Basically I wanna show that $|\mathbb R \setminus \{0\}|=|\mathbb R|$, so I need to find a bijective function $f: \mathbb R \setminus \{0\} \rightarrow \mathbb R$.
What I tried:
$\mathbb R \setminus \{0\} = (-\infty,0) \cup (0, \infty)$
And playing with that. I showed $\mathbb R \setminus \{0\} \sim (-1,0) \cup (0,1) $. What can I do to continue?
Thanks!
Try this: $$f(x)=\begin{cases} x & x\notin \mathbb{N}\\ x+1 & x\in \mathbb{N}\end{cases}$$
Note: for this function, the domain is $\mathbb{R}$, and $\mathbb{N}=\{0,1,2,3,\ldots\}$. This function is the inverse of the one sought by OP.

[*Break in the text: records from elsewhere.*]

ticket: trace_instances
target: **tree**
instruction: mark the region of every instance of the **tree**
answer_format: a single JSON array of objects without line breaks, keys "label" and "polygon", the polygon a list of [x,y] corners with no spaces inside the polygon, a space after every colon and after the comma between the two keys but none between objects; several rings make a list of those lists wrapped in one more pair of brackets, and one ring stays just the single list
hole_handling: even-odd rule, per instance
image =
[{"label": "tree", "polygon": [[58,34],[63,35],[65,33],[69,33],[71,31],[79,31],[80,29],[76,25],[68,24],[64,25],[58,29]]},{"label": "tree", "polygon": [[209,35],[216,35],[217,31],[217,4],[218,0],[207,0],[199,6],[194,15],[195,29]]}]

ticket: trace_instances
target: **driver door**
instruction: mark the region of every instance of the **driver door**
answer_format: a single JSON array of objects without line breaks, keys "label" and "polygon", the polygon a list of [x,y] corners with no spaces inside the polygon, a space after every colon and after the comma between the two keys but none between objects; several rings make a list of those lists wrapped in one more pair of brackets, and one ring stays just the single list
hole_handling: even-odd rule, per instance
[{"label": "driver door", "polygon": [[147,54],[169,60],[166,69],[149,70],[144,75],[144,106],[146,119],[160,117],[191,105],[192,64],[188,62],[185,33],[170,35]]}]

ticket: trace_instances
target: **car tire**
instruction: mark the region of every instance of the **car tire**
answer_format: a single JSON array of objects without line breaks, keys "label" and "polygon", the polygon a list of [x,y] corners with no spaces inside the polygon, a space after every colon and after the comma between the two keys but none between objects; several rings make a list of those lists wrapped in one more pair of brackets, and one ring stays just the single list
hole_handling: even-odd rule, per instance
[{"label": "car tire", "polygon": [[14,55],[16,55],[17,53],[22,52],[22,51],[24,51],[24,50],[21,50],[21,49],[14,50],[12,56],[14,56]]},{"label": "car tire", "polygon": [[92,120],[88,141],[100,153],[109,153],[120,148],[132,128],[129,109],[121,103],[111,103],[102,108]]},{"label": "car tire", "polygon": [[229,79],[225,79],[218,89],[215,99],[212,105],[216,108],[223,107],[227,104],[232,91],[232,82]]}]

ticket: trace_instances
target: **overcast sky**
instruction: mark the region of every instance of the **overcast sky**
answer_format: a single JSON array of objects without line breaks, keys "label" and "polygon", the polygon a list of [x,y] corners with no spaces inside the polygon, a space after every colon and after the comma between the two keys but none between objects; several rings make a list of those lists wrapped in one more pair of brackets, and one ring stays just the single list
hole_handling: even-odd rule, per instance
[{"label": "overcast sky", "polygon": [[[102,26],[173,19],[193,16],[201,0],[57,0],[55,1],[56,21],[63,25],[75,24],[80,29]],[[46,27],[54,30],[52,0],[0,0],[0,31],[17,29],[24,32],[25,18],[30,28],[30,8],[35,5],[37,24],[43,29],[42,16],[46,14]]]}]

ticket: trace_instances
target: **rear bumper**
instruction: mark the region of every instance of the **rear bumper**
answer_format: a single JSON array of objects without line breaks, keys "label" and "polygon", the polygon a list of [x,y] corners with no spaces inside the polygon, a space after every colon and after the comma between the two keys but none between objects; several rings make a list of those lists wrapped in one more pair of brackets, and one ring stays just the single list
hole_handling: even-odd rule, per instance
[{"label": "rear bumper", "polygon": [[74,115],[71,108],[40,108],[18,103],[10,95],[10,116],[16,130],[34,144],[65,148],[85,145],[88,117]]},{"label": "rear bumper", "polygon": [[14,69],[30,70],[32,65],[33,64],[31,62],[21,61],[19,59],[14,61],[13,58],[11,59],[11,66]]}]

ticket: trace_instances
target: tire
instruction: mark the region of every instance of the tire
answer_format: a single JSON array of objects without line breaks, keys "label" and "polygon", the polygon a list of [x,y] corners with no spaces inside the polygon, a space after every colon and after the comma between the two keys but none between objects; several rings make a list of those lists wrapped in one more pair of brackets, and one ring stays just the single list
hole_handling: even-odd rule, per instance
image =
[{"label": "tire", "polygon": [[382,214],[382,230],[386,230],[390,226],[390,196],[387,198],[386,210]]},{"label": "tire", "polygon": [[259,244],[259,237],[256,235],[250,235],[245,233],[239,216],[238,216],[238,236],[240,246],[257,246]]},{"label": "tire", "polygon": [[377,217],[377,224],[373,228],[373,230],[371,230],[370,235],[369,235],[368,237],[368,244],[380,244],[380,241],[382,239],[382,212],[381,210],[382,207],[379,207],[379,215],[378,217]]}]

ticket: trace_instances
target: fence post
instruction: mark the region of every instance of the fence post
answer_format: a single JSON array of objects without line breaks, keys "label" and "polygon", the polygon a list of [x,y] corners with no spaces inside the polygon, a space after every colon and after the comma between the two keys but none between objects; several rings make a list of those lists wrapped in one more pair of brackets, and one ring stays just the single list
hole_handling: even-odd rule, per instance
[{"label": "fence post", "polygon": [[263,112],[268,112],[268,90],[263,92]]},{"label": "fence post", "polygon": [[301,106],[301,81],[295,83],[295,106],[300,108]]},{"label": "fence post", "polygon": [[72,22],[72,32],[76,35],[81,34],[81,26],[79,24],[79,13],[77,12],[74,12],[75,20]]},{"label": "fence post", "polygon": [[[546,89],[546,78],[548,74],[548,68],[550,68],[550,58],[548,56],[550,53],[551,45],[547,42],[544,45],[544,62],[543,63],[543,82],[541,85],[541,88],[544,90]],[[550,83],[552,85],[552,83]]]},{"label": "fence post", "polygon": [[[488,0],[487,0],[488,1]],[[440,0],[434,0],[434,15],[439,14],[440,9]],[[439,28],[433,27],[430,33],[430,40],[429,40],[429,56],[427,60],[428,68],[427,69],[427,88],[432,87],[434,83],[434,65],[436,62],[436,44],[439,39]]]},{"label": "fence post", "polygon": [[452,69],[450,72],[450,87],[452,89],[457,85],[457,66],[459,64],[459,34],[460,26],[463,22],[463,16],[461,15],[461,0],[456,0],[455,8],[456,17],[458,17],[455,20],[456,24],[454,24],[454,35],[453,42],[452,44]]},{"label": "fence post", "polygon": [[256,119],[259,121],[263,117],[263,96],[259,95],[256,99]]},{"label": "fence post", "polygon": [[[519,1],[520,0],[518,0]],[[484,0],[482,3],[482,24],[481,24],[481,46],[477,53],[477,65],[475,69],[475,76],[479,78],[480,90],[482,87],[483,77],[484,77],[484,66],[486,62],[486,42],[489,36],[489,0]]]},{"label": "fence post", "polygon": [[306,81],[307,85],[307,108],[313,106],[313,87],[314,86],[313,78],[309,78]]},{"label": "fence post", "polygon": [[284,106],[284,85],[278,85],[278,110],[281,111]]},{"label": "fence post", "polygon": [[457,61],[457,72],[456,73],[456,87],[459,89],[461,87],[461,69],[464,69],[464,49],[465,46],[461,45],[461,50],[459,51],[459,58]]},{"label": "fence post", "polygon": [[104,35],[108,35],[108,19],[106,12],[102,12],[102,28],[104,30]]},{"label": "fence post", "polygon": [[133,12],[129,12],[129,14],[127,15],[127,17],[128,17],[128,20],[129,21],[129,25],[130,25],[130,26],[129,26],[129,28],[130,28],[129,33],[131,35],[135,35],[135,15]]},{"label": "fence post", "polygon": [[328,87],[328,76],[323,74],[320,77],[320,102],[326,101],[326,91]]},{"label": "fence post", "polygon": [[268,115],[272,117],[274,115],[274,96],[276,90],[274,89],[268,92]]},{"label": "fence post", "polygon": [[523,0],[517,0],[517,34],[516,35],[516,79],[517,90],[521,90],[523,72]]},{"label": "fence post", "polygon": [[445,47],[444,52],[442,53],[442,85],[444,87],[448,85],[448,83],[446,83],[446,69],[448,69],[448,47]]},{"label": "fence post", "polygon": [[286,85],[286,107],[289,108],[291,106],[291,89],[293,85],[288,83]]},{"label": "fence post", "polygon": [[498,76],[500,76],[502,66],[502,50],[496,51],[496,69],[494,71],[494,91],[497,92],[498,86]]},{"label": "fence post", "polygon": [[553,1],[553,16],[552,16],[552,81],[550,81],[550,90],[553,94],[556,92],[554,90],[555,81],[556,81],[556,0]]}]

This is simply a well known generalization of the method proposed by vadim123 which can be used to form a bijection between any two infinite sets where one set contains one more point than the other.
Let $X$ be one infinite set and $X_0 = X \backslash \{y_0\}$ the same set excluding a single point. Take any countable sequence $\{y_k\}$ of elements in $X_0$. Then we define a map
$$f : X \to X_0$$ which essentially pushes elements in $\{y_k\}$ "down the line" while inserting $x_0$ at the position occupied by $y_0$
$$f(x) = \begin{cases}y_0 & \text{if } x = x_0 \\ y_{n+1} & \text{if }x = y_n \\ x & \text{if } x \text{ is not in the sequence } \{y_k\}\end{cases}$$
Side note: Functions of this type are generally proposed as examples of non-continuous maps which which pull back open sets into non-open sets. Take $(0,1)$ into $(0,1]$.
Each has the same cardinality. Thus, each is in bijection with the corresponding cardinal number. The composition of bijection is a bijection, so the composition bijects your two sets.